398. — DU COMTE DE BUSSY RABUTIN ET DE MADEMOISELLE DE BUSSY À MADAME DE SÉVIGNÉ, À CORBINELLI ET À MADAME DE GRIGNAN.

Le même jour[1] que j’eus reçu ces lettres, j’y fis ces réponses, et premièrement à Mme de Sévigné.
À Chaseu, le 10e mai 1675.
de bussy à madame de sévigné.

Ce n’est pas l’esprit que vous avez perdu, Madame, c’est la mémoire ; car vous m’avez déjà écrit sur le mariage de ma fille, mais je suis fort aise que vous l’ayez oublié ; cela m’a encore attiré une de vos lettres.
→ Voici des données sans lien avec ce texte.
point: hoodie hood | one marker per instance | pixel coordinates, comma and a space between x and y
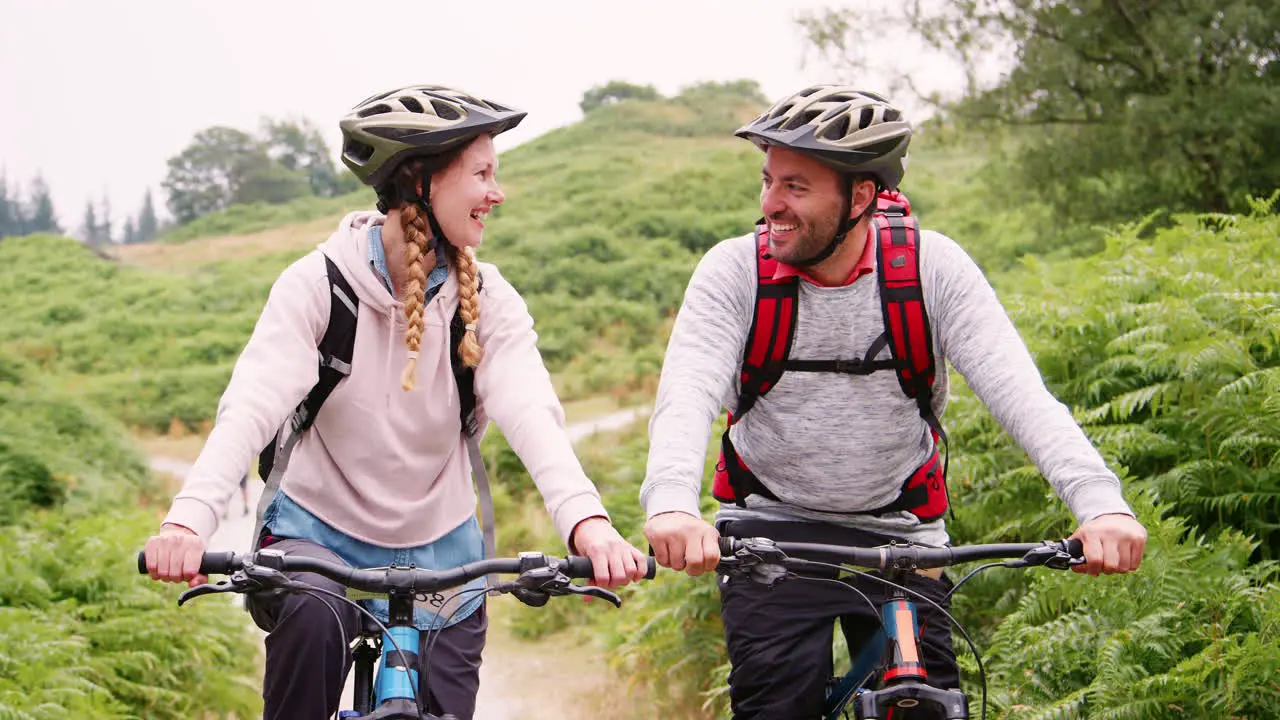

Je ne doute pas que vous ne souffriez étrangement, étant sur le point de vous séparer des personnes que vous aimez le plus, et que vous devez le plus aimer. On vivroit bien plus heureusement si l’on pouvoit faire ce que dit l’opéra :

N’aimons jamais, ou n’aimons guère :
Il est dangereux d’aimer tant[2].

Pour moi j’aime encore mieux le mal que le remède, et je trouve plus doux d’avoir bien de la peine à quitter les gens que j’aime, que de les aimer médiocrement. L’indolence continuelle ne m’accommode pas ; je veux des hauts et bas dans la vie[3]. Vous voyez, Madame, que la fortune m’a servi à souhait. Cependant il me semble qu’elle fait durer trop longtemps le méchant état, et qu’elle sort de son caractère d’inconstance pour me persécuter[4]. J’ai bien fait de prendre les affaires au pis. Si je les avois prises à cœur, je serois mort à présent, et je suis dans une santé à survivre à de plus jeunes et à de plus heureux que moi. Ce n’est pas, comme vous dites, que l’exemple de Chésières ne fasse trembler les plus sains, mais il fait encore plus de peur aux infirmes. À tout hasard, Madame, portons-nous bien ; je vous réponds que nous irons loin : fiez-vous-en à ma parole. C’est déjà beaucoup pour vivre longtemps que de l’espérer fortement. Je ne sais pas si sur les choses qui se sont passées depuis un mois nous pensons de même, vous et moi ; mais je ne doute point que l’amour ne soit égal à ce qu’il étoit, et que toute la différence n’aille qu’à plus de mystère, ce qui le fera durer plus longtemps. Voilà tout ce que j’en puis juger d’aussi loin[5].

de mademoiselle de bussy.

Je vous rends mille grâces, ma chère tante, de toutes les bontés que vous me témoignez.

de bussy à corbinelli.

Je vous trouve entre la mère et la fille, Monsieur, et vous me paroissez là si bien que je ne vous en ôterai pas. Venez-y, courez-y comme aux noces, vous ne sauriez aller en aucun lieu du monde où l’on vous aime, et où l’on vous estime davantage.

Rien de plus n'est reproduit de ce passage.